Tuesday, November 23, 2010

THE LADY AND THE TRAMP

The things who had once been known as Scott Knowles and Brenda Jones stooped over the weak, flailing body of their neighbor with their hands jammed into his bulbous gut, rummaging around in the ragged, stinking hole as if it were a box of toys discovered at a garage sale.  Several lumpen, slippery masses shifted between their scrabbling fingers until they each found a rope of glistening intestine.  Twin spaghetti loops unraveled from old Mr. Orr's gaping belly, and they stabbed their chipped, yellowing teeth into the slick, soft meat with ease.  They chewed their way down a conveyor belt of Mr. Orr's failing digestive tract, ignoring the bitter burn of his bile in favor of the scrumptious, melt-in-your-mouth texture of guts.
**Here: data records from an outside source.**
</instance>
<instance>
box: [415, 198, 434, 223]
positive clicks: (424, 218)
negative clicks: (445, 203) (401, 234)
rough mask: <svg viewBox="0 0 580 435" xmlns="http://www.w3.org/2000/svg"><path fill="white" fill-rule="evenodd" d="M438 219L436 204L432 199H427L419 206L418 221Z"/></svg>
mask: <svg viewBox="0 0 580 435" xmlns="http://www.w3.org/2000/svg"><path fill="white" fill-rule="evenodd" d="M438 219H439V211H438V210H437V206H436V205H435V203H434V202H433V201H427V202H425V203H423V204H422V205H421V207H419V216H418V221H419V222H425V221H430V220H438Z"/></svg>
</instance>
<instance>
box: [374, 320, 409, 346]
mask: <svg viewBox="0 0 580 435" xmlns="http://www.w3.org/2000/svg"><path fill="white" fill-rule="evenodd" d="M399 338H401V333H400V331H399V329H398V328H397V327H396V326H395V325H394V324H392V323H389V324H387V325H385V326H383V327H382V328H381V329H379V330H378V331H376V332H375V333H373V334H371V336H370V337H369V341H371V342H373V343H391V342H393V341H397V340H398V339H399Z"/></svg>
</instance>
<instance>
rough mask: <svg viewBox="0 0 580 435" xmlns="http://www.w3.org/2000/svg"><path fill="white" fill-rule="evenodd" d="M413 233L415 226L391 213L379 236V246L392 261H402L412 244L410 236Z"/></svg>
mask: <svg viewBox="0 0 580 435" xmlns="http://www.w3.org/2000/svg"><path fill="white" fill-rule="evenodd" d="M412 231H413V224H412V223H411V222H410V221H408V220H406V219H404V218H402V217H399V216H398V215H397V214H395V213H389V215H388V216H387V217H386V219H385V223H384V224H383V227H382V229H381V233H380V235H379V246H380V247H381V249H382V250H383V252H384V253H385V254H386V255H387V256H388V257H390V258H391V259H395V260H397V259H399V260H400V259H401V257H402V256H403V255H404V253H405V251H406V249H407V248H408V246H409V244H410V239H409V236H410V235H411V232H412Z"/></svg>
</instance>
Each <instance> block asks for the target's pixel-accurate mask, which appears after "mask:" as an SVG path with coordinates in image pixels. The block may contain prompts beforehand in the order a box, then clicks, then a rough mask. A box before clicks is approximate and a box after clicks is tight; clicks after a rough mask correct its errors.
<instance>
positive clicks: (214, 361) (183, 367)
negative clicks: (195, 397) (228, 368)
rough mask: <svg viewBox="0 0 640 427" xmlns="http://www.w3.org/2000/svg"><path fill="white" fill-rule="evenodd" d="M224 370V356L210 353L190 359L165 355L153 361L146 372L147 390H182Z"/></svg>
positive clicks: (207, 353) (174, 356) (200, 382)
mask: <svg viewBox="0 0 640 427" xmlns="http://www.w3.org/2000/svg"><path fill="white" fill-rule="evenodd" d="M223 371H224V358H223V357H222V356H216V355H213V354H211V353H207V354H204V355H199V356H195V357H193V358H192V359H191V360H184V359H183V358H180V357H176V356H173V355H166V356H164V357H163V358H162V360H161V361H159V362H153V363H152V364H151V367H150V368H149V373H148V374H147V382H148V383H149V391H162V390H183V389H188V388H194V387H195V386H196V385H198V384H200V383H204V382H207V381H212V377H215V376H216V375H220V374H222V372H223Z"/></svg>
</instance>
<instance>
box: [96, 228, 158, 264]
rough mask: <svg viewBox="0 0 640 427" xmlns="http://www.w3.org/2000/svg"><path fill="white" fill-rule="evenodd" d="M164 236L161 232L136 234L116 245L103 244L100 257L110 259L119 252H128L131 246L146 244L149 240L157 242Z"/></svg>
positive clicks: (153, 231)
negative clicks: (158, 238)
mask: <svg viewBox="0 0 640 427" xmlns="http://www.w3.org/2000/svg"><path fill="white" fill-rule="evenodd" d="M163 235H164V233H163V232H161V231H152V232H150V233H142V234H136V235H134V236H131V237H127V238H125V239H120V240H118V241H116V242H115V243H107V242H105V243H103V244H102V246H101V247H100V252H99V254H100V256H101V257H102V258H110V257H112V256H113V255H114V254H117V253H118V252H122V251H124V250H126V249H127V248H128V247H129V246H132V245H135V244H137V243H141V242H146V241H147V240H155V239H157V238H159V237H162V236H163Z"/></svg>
Drool frothed out at the corners of their mouths as their chompers rat-a-tat-tatted along what seemed like a never-ending noodle until their faces dipped down into the empty cavity of what was now a corpse.  With the cloying mess pressed against their heads, they consumed the last of Mr. Orr's intestines only to discover themselves face to face with each other, the final purplish-pink nub an inch between their lips.
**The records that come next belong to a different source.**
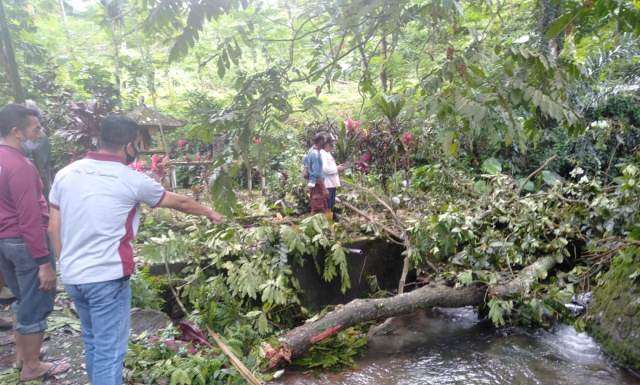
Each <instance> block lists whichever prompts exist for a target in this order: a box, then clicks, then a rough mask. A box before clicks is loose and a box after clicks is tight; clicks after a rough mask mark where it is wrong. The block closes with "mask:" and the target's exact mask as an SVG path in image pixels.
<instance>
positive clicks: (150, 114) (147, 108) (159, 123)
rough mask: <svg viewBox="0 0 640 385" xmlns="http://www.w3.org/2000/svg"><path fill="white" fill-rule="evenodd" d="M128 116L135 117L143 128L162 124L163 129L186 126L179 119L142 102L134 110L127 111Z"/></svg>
mask: <svg viewBox="0 0 640 385" xmlns="http://www.w3.org/2000/svg"><path fill="white" fill-rule="evenodd" d="M126 115H127V117H129V118H131V119H133V120H135V121H136V123H138V125H139V126H140V127H141V128H147V129H148V128H159V127H160V124H162V129H163V130H172V129H175V128H178V127H182V126H184V123H183V122H181V121H179V120H178V119H176V118H174V117H172V116H169V115H164V114H161V113H160V112H158V111H156V110H155V109H153V108H151V107H147V106H146V105H144V104H142V105H140V106H138V107H136V108H134V109H133V110H132V111H130V112H127V114H126Z"/></svg>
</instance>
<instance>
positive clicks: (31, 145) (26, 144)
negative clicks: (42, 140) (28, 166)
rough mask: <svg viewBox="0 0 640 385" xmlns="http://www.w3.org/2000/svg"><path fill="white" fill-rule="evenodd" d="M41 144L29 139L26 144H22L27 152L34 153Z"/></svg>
mask: <svg viewBox="0 0 640 385" xmlns="http://www.w3.org/2000/svg"><path fill="white" fill-rule="evenodd" d="M38 146H39V143H37V142H34V141H32V140H31V139H27V140H26V141H25V142H24V143H22V147H24V149H25V150H27V151H33V150H35V149H36V148H38Z"/></svg>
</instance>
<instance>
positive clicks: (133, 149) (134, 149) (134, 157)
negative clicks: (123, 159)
mask: <svg viewBox="0 0 640 385" xmlns="http://www.w3.org/2000/svg"><path fill="white" fill-rule="evenodd" d="M131 145H132V147H133V155H129V153H128V152H127V146H125V147H124V154H125V155H126V159H125V162H126V163H127V164H131V163H133V162H135V160H136V158H137V157H138V154H139V153H140V150H138V146H136V144H135V143H131Z"/></svg>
They paused, gazing at one another with clouded, jaundiced eyes, and their mouths grazed one another around Mr. Orr's meat.  In life, both Scott and Brenda had been quite attractive, but even if they could have felt the soft, feathery sensation of their flesh meeting, it wouldn't have meant much to them now that they were undead.

Brenda moved first, biting through the skin around Scott's mouth, her teeth meeting his and scraping like fingernails on a chalkboard.  Scott watched blankly as Brenda arduously chewed her prize before swallowing it.  Strings of sundered flesh swayed around the gleaming bone where his mouth had been, and he reached for her face with long, knobby tree-branch fingers, eager for a taste.

Instead, she pushed him away and returned to Mr. Orr's body in search of a new morsel.  Scott got the idea and watched, waiting for his turn, which he suspected would never come.